Ender comprit la question dans un sens qui échappait à Miro. Il comprit pourquoi cette question avait une telle importance pour le jeune homme. Miro avait appris qu’il était en réalité le fils de Libo quelques heures avant de franchir la clôture et de compromettre définitivement son avenir. Pipo, puis Libo, puis Miro ; le père, le fils, le petit-fils : les trois xénologues qui avaient renoncé à leur avenir pour la cause des piggies. Miro espérait, en comprenant pourquoi ses prédécesseurs étaient morts, donner un sens véritable à son sacrifice.

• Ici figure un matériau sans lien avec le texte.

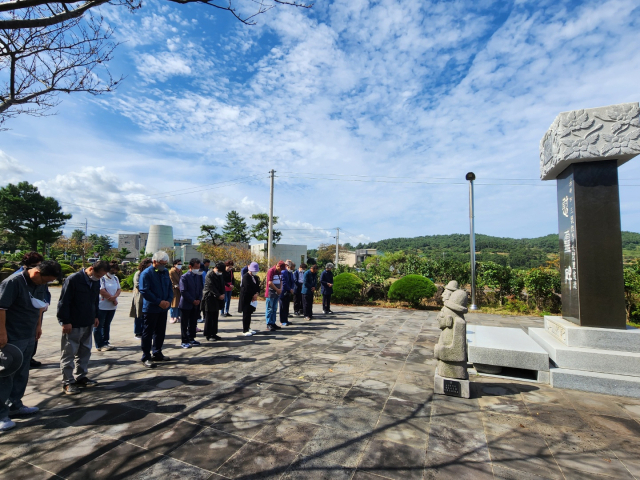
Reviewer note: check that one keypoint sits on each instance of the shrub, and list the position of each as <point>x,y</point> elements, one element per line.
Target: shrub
<point>127,283</point>
<point>541,283</point>
<point>347,287</point>
<point>412,289</point>
<point>67,269</point>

Le problème était que la vérité risquait de donner à Miro l’impression que les sacrifices n’avaient aucun sens. De sorte qu’Ender répondit par une question :
— Ne sais-tu pas déjà pourquoi ?
Miro parla lentement, soigneusement, afin qu’Ender comprenne bien ce qu’il disait :
— Je sais que les piggies croyaient leur accorder un grand honneur. Je sais que Mandachuva et Mange-Feuille auraient pu mourir à leur place. Dans le cas de Libo, je connais même l’occasion. J’étais présent lors de la première récolte d’amarante et il y avait beaucoup à manger. Ils le récompensaient pour cela. Mais pourquoi pas avant ? Pourquoi pas quand nous leur avons appris à utiliser la racine de merdona ? Pourquoi pas quand nous leur avons appris à fabriquer des pots, ou à tirer des flèches ?
— La vérité ? demanda Ender.
Le ton d’Ender indiquait à Miro que la vérité ne serait pas facile à entendre.
— Oui, dit-il.
— Pipo et Libo ne méritaient pas réellement cet honneur. Ce n’était pas l’amarante que les épouses récompensaient. C’était le fait que Mange-Feuille les avait convaincues de faire naître toute une génération de Petits, en dépit du fait qu’il n’y aurait pas assez à manger pour tous, lorsqu’ils sortiraient de l’arbre-mère. C’était un risque énorme et, s’il s’était trompé, toute une génération de jeunes piggies serait morte. Libo a apporté la récolte, mais c’est Mange-Feuille qui, dans un sens, a fait augmenter la population de telle sorte que la céréale était nécessaire.
Miro hocha la tête.
— Pipo ?
— Pipo a parlé de sa découverte aux piggies. À savoir que la Descolada, qui tuait les êtres humains, faisait partie de leur physiologie normale. Que leurs corps pouvaient supporter des transformations qui nous tuaient. Mandachuva a dit aux épouses que cela signifiait que les humains n’étaient pas des dieux tout-puissants. Que, dans un sens, ils étaient même plus faibles que les Petits. Que ce qui rendait les humains plus puissants n’était pas un élément intrinsèque – notre taille, notre cerveau, notre langue –, mais un accident qui nous avait donné plusieurs milliers d’années d’avance sur eux. S’ils pouvaient acquérir le savoir, les humains n’auraient plus de pouvoir sur eux. La découverte de Mandachuva, selon laquelle les piggies étaient potentiellement les égaux des humains… C’est ce qui a été récompensé, pas les informations de Pipo qui ont entraîné cette découverte.
— Alors tous les deux…
— Les piggies ne voulaient tuer ni Pipo ni Libo. Dans les deux cas, la réussite capitale revenait à un piggy. Pipo et Libo sont morts uniquement parce qu’ils ne pouvaient se résoudre à tuer un ami.
Miro dut voir la douleur sur le visage d’Ender, bien qu’il fît de son mieux pour la cacher. Parce que ce fut à l’amertume d’Ender qu’il répondit.
— Vous, dit Miro, vous pouvez tuer n’importe qui.